Friday, March 1, 2013

The Dawn of a New Day

Today is March 1st 2013. I have been planning this day for at least a month. It's the day I begin my search for myself.  I know I am inside this body somewhere.  I am safely behind bags of chips, bowls of ice cream,  orders of fries cups of soda and bites of bread! I have been on a weight loss-gain roller coaster for years.  I have probably lost over 300 pounds over the past 10 years...and gained it back..but mostly I have lost sight of what life is all about.  Up until right now this very minute, my life has been about food.  That's about it. Don't get me wrong, I have an amazing life, I am married to the perfect man for me.  I am mom to 6 extraordinary kids. My life is good. But somewhere over the past twenty years I have lost something.  I have lost a piece of me, maybe two or three. they are pieces that give my life meaning, drive and enjoyment.  I think they might be called hobbies...all I know is that for a long time the only thing I have done for fun is eat.   One week ago I celebrated my 46th birthday, (okay who am I kidding, what I mean is that I  have been celebrating for at least a week!) First I celebrated with candy...it was the only thing that looked party-ish at the gas station I snuck away to while I was at a weight loss seminar all day.  For reals!  I spent the entire day at a weight loss seminar....is that kharma or what?

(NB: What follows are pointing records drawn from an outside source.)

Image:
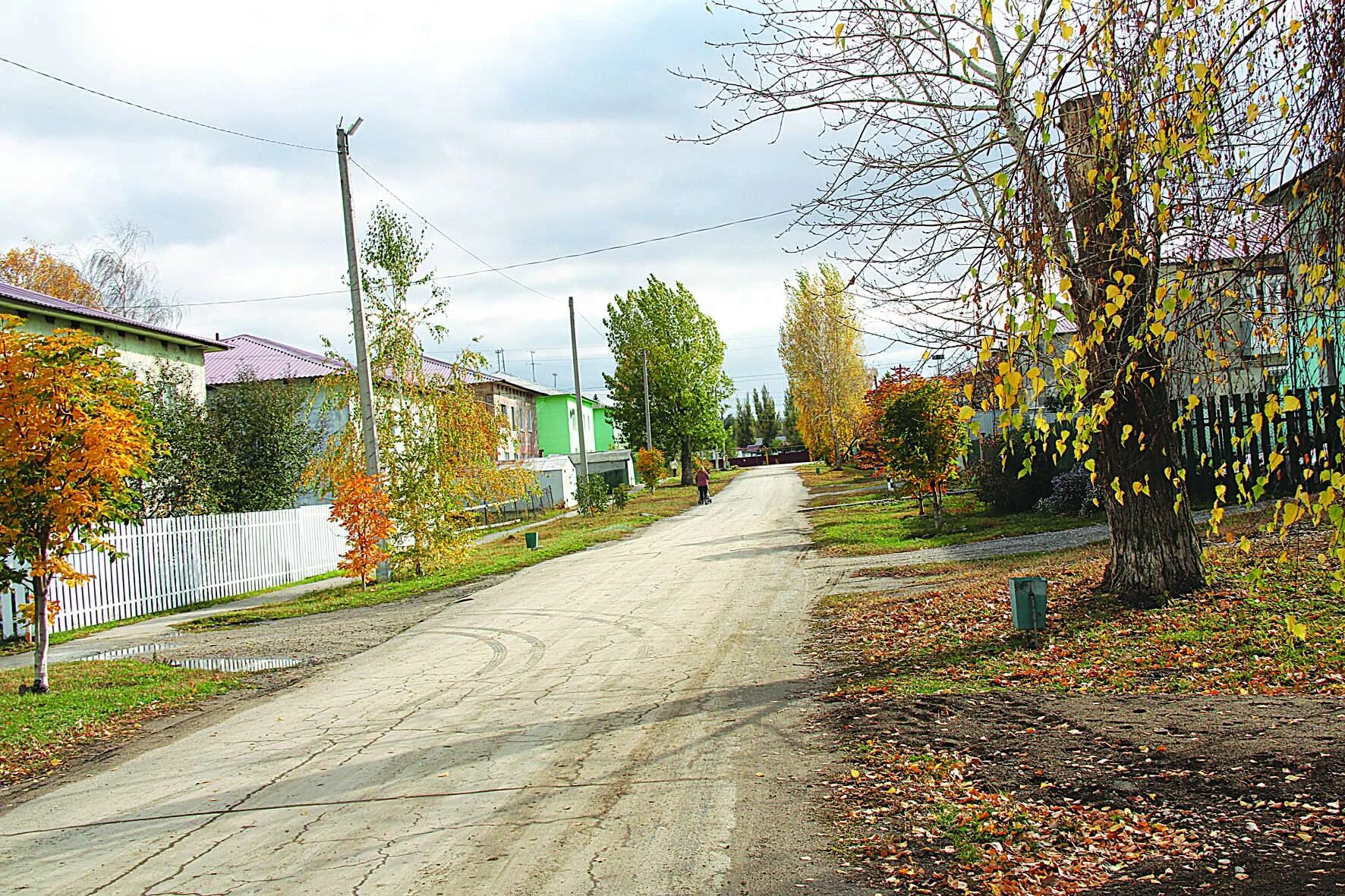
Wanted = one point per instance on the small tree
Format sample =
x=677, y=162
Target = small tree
x=920, y=438
x=791, y=420
x=820, y=349
x=74, y=435
x=362, y=509
x=265, y=443
x=685, y=353
x=650, y=466
x=187, y=455
x=437, y=443
x=744, y=424
x=594, y=495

The next day I celebrated alone with a cup of frozen custard, when I was supposed to be at the weight loss seminar.  Then I celebrated with friends, Emily, Lindsay and Ice cream. Then I celebrated with Chocolate and then with pie because someone actually gave me something for my birthday i had to eat them!!  Then I celebrated out to lunch with a huge sandwich and not one but two cookies! Notice I didn't say I celebrated with friends even though they invited me, arranged it and paid?  How twisted is that?  All I remember is what I ate! Then I celebrated with pie  again because, yes, someone gave me another.  I have been stocking up on a bunch of garbage foods for months because I am getting ready to start a program of healthy eating....really smart. Have you ever done that? Okay, don't answer that.  I feel like a diseased person.  I know it isn't normal thinking, unless one is sick.  The illness is called what?  Addiction, obsessive?  I don't even know.  Thing is I do know!  I know better.  I know better than anyone how to eat and live healthy.  For crying out loud!  My husband runs a weight loss clinic!!!

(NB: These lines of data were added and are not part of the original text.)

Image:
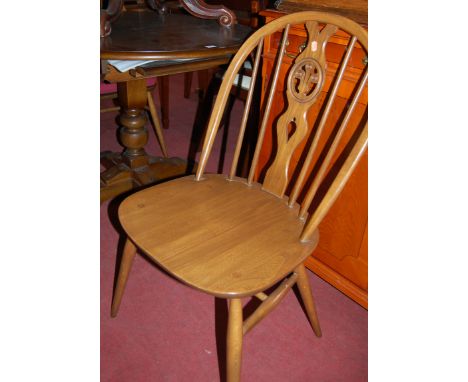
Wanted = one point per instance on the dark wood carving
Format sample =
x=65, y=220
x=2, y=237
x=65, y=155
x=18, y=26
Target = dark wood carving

(deep breath) note to self, calm down!

So here I am putting my soul on a blog in black and white. To hold my feet to the fire so to speak!

So how am I going to do this?  That's the easy part.  I am going to follow the word of widsom or in other words, I am going to follow a program of eating vegetables in season, eating whole grains, just brown rice for now, and eating lean meat SPARINGLY.  I will detail the journey and the program as I go.  As of today, i am going sugar free.  after I get back home I will start the program.